First, it was suggested in Committee that some young people over 18 might not need the help and support they had been getting. That would provide local authorities with an excuse for dropping such support after 18 by using those words “to have regard to age”. Secondly, and perhaps more importantly, it was said that the wording was too flexible. We all know that circumstances can vary enormously and that some young people with SEN are ready by the age of 18 to stand on their own and that—partly thanks to the help and support they have received—they are well able to cope without further support. However, others mature later and need to be given extra help and support. Indeed, they often need to take longer, as the noble Baroness, Lady Cumberlege, indicated, over the process of learning and acquiring skills and qualifications. The Minister agreed with those arguments and stated very clearly in his response that the provision of continuing support was not a matter of age but of whether the young person concerned was ready to move into adult life. He was not prepared to move initially in Committee but he said that he was very willing to meet us. The amendments that he has introduced today very largely meet the points that we made then and show that he has very much heeded those arguments. The new wording introduced today meets our requirements.

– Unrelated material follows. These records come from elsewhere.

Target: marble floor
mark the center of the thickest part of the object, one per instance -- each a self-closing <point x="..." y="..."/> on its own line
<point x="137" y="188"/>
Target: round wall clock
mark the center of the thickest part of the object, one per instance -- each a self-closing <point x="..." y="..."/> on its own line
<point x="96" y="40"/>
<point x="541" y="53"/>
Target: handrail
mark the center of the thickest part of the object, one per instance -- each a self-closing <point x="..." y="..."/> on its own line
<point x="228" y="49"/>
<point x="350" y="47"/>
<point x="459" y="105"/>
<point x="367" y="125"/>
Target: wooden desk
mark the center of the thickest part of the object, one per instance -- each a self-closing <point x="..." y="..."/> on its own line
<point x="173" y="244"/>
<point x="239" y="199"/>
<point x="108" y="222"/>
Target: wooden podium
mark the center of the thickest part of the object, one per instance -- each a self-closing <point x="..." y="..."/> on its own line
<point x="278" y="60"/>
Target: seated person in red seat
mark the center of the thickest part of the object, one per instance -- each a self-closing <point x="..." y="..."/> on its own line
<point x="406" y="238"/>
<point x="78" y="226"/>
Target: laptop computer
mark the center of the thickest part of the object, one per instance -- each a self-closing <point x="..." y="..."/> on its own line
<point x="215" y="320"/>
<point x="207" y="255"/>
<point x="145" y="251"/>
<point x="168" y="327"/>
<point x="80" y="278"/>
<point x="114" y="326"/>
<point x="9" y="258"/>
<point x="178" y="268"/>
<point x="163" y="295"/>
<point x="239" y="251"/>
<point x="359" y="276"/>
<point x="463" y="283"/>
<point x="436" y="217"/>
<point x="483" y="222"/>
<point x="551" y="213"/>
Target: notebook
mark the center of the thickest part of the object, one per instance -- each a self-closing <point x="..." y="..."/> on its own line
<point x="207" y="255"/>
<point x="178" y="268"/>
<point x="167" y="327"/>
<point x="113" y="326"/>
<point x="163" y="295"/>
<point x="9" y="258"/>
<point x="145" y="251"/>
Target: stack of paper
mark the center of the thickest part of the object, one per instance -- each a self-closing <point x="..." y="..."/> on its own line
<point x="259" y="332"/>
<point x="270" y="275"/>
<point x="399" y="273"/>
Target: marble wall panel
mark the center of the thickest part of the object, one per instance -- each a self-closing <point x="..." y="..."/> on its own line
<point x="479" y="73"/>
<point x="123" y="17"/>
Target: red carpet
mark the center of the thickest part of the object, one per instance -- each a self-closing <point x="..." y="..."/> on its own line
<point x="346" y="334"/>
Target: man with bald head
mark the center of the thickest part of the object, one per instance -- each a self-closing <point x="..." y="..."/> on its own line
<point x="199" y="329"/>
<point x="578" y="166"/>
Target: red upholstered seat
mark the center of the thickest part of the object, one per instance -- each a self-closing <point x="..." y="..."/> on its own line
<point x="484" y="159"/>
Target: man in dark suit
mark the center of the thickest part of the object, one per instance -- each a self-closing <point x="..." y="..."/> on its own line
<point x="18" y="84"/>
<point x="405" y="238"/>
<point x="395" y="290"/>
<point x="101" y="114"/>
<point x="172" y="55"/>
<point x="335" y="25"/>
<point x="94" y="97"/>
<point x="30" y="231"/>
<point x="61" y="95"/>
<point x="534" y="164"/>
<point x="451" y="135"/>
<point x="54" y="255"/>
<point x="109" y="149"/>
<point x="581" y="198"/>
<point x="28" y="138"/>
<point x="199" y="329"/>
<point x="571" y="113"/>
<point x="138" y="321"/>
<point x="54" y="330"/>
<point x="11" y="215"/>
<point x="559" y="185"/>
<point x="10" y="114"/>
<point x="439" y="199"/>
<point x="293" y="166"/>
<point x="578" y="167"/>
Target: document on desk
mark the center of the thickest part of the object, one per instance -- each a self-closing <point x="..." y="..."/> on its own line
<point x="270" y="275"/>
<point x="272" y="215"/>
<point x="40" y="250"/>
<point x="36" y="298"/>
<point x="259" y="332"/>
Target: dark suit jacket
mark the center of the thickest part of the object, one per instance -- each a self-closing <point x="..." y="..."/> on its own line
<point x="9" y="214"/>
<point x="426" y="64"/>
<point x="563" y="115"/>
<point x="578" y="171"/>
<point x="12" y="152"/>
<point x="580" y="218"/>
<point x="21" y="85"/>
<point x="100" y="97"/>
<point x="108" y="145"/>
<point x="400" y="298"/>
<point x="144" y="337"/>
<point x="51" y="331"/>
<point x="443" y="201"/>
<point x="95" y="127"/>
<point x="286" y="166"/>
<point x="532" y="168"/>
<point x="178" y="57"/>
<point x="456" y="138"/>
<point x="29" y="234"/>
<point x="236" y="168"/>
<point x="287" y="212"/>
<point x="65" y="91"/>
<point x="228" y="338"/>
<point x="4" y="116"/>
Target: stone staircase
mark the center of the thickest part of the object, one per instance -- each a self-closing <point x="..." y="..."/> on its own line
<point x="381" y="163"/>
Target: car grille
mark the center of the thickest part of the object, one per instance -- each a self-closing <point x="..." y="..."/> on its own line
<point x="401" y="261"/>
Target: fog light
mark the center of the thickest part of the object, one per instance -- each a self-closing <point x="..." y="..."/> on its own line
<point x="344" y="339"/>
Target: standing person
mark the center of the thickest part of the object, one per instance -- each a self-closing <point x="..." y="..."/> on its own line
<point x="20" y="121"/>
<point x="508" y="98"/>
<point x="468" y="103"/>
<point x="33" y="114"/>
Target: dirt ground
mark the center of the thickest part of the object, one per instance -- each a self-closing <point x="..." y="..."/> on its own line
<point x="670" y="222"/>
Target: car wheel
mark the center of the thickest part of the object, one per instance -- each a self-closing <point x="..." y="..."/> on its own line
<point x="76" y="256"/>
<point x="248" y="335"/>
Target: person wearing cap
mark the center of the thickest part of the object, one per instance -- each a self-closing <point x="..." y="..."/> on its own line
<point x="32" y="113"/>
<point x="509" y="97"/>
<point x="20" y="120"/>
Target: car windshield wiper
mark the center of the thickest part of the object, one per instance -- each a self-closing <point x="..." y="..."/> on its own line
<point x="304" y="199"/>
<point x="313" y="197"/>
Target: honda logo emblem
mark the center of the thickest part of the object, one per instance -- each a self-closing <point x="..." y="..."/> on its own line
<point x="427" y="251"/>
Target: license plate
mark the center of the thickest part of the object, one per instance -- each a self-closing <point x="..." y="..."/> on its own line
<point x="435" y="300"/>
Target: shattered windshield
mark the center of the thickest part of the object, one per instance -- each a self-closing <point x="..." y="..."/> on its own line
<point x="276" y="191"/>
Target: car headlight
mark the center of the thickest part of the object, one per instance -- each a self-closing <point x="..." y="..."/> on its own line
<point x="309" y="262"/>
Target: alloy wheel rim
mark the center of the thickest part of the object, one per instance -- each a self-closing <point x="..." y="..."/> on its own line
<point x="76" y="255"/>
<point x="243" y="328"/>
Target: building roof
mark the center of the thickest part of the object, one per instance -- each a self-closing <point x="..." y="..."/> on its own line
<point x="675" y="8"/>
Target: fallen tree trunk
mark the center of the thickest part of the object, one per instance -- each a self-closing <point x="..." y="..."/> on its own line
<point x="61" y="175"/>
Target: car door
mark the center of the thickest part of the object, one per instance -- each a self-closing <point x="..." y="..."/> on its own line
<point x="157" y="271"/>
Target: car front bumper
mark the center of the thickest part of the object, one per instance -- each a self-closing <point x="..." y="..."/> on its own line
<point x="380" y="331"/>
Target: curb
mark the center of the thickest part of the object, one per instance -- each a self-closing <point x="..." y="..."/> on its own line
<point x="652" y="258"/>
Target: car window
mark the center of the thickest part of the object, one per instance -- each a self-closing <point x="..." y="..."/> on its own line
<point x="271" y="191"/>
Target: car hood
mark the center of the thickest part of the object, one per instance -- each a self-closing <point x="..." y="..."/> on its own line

The first of the two key amendments is Amendment 34D to Clause 36. The wording,

“have regard to his or her age”,

will be changed to,

“consider whether he or she requires additional time, in comparison to the majority of others of the same age who do not have special educational needs, to complete his or her education or training”.

In Amendment 39B to Clause 44, “his or her age” will be omitted and the words,

“whether the educational or training outcomes specified in the plan have been achieved”,

will be inserted. As the revised wording implies, the clear intention is that local authorities should be flexible in their approach, and should above all consider whether the young person has reached a point where they can do without the extra help and support that an EHC plan would give them. It is clear from the various case studies provided to us by those who are anxious to see the wording changed, that many young people need and will benefit from this flexible approach. I again thank the Minister and the Bill team for their readiness to listen to our arguments and to make these changes.

However, there is some unhappiness among those providing education and training to over-18s with special educational needs about the current wording of the draft code of practice. In particular, they think that there is a degree of inconsistency in it. At some points the draft code rightly emphasises—as the wording of the amended Bill does—the needs of the individual, whether the outcomes specified in the EHC plan have been achieved and whether the young person is ready to enter and cope with adulthood. At other times the code seems to point to the cliff edge—that once a young person reaches the age of 18, it is no longer necessary to maintain the plan. Could the Minister and his officials, having now amended the Bill, make sure that the code of practice fully reflects the amendments that we have made?

In general, I reiterate how very grateful those for whom I have been speaking in relation to these issues and I are to the Minister and his officials for listening to us, and for amending the Bill.